I would judge the GPS 196 instrument panel display, especially the simulated turn coordinator depiction, as a little crude and difficult to fly. However, the concept is good, and I'll bet we will see a lot of development in the use of GPS-derived information for things other than navigation. If Garmin can integrate these basics into a handheld unit that retails for a $1,000, just think what might come next.

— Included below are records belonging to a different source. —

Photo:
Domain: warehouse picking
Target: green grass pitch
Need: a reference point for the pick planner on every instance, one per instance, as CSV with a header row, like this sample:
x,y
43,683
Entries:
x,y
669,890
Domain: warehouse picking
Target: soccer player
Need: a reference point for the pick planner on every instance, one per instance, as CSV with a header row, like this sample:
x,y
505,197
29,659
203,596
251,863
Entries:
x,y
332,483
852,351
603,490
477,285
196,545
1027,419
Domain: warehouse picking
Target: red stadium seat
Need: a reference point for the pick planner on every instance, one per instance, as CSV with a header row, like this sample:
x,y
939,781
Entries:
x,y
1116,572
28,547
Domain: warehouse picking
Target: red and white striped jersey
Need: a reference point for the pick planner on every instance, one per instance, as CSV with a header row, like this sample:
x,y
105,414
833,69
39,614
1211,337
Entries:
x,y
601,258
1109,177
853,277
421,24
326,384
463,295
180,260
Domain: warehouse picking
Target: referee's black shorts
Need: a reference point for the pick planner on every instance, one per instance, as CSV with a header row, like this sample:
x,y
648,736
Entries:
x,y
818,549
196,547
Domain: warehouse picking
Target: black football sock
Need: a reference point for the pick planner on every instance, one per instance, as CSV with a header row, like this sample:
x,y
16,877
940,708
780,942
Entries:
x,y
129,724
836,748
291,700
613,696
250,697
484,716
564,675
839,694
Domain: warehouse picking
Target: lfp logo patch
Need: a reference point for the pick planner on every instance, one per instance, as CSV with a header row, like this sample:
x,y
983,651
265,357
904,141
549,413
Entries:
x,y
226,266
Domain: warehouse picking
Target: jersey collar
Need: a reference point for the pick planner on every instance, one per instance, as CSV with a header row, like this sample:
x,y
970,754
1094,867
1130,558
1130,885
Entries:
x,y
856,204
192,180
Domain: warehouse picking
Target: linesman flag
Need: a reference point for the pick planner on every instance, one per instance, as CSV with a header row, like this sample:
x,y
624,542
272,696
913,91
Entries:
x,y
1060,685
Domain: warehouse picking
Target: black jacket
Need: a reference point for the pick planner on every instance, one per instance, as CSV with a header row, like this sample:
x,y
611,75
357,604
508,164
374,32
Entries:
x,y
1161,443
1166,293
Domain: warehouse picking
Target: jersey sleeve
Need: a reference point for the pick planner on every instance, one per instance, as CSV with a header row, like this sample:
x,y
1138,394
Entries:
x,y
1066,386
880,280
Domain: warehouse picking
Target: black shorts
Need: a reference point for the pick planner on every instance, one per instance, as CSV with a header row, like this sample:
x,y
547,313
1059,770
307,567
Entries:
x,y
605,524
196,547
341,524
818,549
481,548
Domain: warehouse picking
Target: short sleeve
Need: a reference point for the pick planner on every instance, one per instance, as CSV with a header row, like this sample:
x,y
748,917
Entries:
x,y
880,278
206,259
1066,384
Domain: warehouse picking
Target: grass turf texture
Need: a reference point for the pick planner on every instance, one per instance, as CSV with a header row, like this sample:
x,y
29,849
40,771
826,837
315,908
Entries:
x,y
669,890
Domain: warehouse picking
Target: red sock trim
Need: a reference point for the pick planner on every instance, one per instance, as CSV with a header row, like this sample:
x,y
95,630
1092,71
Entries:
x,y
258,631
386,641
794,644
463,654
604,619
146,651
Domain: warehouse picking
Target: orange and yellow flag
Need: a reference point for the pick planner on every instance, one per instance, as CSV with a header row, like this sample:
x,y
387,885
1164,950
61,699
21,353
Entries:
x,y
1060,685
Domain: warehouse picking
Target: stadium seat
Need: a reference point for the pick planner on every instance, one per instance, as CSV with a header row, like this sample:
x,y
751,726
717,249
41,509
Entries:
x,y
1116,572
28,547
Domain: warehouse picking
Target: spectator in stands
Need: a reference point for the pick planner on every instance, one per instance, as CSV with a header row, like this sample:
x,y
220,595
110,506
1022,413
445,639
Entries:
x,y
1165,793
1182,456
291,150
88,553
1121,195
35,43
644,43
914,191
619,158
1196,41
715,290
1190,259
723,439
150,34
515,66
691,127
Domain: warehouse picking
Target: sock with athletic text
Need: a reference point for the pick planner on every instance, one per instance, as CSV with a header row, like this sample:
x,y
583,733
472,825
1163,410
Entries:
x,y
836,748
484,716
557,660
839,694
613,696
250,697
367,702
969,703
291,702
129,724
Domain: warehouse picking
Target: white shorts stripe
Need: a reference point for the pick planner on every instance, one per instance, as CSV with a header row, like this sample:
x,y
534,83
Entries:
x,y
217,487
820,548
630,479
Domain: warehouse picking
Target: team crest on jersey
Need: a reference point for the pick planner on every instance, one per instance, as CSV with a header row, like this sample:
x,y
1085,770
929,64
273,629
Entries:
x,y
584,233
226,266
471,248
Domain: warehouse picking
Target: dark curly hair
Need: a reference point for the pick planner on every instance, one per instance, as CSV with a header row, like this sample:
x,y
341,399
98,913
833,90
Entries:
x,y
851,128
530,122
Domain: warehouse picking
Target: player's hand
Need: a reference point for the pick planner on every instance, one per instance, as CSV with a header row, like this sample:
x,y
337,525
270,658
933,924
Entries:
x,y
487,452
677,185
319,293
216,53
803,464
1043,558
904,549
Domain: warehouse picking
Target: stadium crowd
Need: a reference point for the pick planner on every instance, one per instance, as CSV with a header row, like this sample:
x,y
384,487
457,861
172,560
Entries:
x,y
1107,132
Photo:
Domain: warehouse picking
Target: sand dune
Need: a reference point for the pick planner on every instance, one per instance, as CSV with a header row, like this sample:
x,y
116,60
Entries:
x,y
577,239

All this sounds good, but there are currently some negatives on GPS. The GPS satellite constellation is said to be at less than 100 percent now, and I think that I can detect that when using handheld GPS units without an external antenna. My little Garmin GPS III used to work perfectly, all flight, every flight, when perched (with Velcro) atop the control wheel of my airplane. Now it only works about half the time in that location and often has to be perched atop the panel to get an adequate view of satellites. Flying with the 196, it lost the signal a few times when mounted on the control wheel with the supplied device. When you are using it to try to control the airplane, a loss of signal is truly a serious business. Even the units installed in the panel flash an occasional RAIM alert more often than before, meaning the accuracy isn't adequate for approaches.

The government that created a system that sent us all scurrying to the avionics store to buy this wonderful stuff doesn't seem to have as strong a commitment to maintaining the system as it had in getting the ball rolling. Nor is anyone able to predict when or how the satellites that are now working perfectly will degrade.

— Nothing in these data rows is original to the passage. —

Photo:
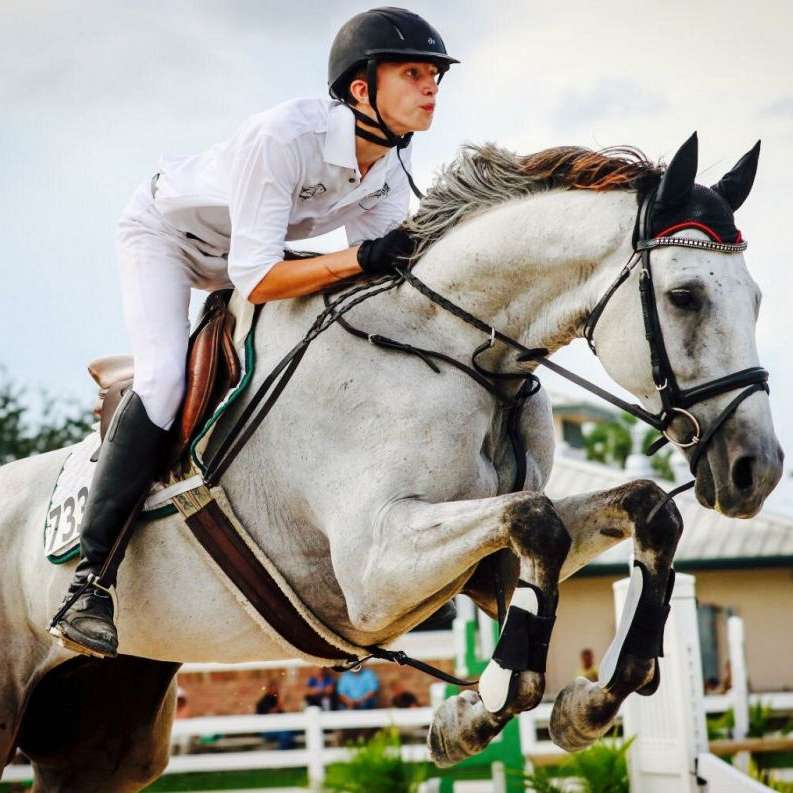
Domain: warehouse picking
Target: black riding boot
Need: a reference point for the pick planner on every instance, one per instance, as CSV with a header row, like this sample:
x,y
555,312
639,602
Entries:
x,y
128,460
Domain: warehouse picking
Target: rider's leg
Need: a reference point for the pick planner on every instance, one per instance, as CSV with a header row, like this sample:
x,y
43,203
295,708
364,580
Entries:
x,y
156,293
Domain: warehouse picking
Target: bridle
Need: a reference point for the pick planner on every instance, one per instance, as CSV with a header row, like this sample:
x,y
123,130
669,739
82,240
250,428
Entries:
x,y
675,401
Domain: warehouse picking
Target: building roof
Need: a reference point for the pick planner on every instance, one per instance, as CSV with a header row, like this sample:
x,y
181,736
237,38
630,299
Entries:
x,y
710,540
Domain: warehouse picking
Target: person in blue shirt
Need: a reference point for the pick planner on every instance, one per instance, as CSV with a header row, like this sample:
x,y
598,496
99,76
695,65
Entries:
x,y
357,689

It is said that there are plenty of satellites in inventory, ready to be launched, but there aren't available rides into space for these satellites. And, in the past few years, three launches have been unsuccessful or delayed.

The Defense Department runs the GPS system, and it is obvious that it will take some help from other sources to keep GPS on track to eventually be a sole-source navigational system. The question of electronic jamming of the GPS signals must also be addressed. This affects a lot more people than pilots, too, as the GPS signals are used for timing in internet and cellular communications.

Now you know why Garmin put a VOR and ILS receiver in its popular 430 and 530 navigational systems.

Everyone who has put the effort into taking full advantage of GPS systems sure never wants to go back to the bad old days. But we do have to temper enthusiasm with the reality that the GPS system probably can't ever achieve the reliability of the ground-based systems with their distributed transmitters and diverse technologies. Where in that 1994 briefing the FAA told Flying that the backup system for GPS would be GPS enhanced by local area augmentation and wide area augmentation, that may not come true, at least for a long while. The ILS system will stay around, and the prediction that the shutdown of the VOR system would begin in 2001 not only didn't come true, it likely won't come true in the foreseeable future. The decision that I made to leave the KLN 88 loran in my panel looks better every day.

In reality, the ultimate backup system for GPS might become the ground-based radar system coupled with the retention of some VORs plus the ILS system. And, hopefully, some more satellites will go flying soon.